Sunday, 18 October 2009

Phorm revisited

Back in January 2008 I met with a couple of guys from the behavioural advertising company Phorm. Shortly after, I wrote a pretty rosy blog post about their proposition.



Positivity about Phorm has been, and continues to be, unpopular, but I haven't worked in display advertising for over a year now (I moved into paid search) and so I hadn't given much thought to my one-sided initial appraisal of Phorm since writing it. (Some will suggest that I didn't give it much thought at the time!) Last week, however, twitterfeed suffered a technical 'hiccup', and all my blog posts were accidentally automatically tweeted about, as if they were new posts. My old post about Phorm was brought back to the attention of my twitter followers, and to that of anyone who was searching twitter for Phorm-related tweets.



As you might imagine, I've since received one or two twitter mentions of criticism. I owe many thanks in particular to @zootcadillac who suggested I revisit the topic, and who sent me a link to this recent (October 2009) report of the All Parliamentary Communications Group.



In the report, evidence submitted by Phorm makes a forceful case for the legality of their system, and for their principles of collecting and storing as little data as possible (much less than Google, for example). Testimony from Gill Davison, on the other hand, suggests that allowing Phorm's proposed interception of ISP data would be akin to allowing one merchant to covertly listen in on a customer's phone call as they ordered services or goods from a competing merchant. Needless to say, as Davison points out, this kind of practice is not permitted in telephone communications.



Imagine a world where covert communications surveillance was allowed, and indeed was commonplace. If one merchant could do it, without repercussion from the consumer, no doubt all would do it; a level playing field would result. Davison's analogy may not be totally damning then.



However, such a world would not be right (and will never exist). It's not the merchant's rights we have to worry about, it's the consumer's. As the All Parliamentary Communications Group concludes, Phorm's proposed system is an opt-out one, and one that cannot be allowed. Worse still for Phorm, they have already conducted secret trials of their technology, where even opting out was not possible. They have been condemned for this, and rightly so.



With cookie-based behavioural targeting systems, the consumer is in complete control of their participation. If they want to disassociate themselves from any targeting profile that has been established, they merely clear their cookies. Moreover, together the IAB and Google provide facilities for the consumer to actively prevent a lot of cookie-based behavioural targeting from operating on their browser.

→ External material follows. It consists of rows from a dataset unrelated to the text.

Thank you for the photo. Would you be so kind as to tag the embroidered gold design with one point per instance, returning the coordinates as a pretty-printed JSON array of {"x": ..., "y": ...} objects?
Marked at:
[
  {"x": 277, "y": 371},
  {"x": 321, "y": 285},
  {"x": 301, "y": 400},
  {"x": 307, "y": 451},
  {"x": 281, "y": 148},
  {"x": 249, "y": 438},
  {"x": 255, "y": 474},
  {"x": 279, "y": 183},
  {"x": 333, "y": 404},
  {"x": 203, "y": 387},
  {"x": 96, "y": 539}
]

The interception of ISP data in ad targeting systems would allow the consumer considerably less freedom. As the All Parliamentary Communications Group report points out, Phorm will not be operating in the UK in the foreseeable future.



Take a look at the report and form your own opinion. It addresses a number of hot topics, in addition to behavioural targeting. Thanks again to @zootcadillac for sending me the link.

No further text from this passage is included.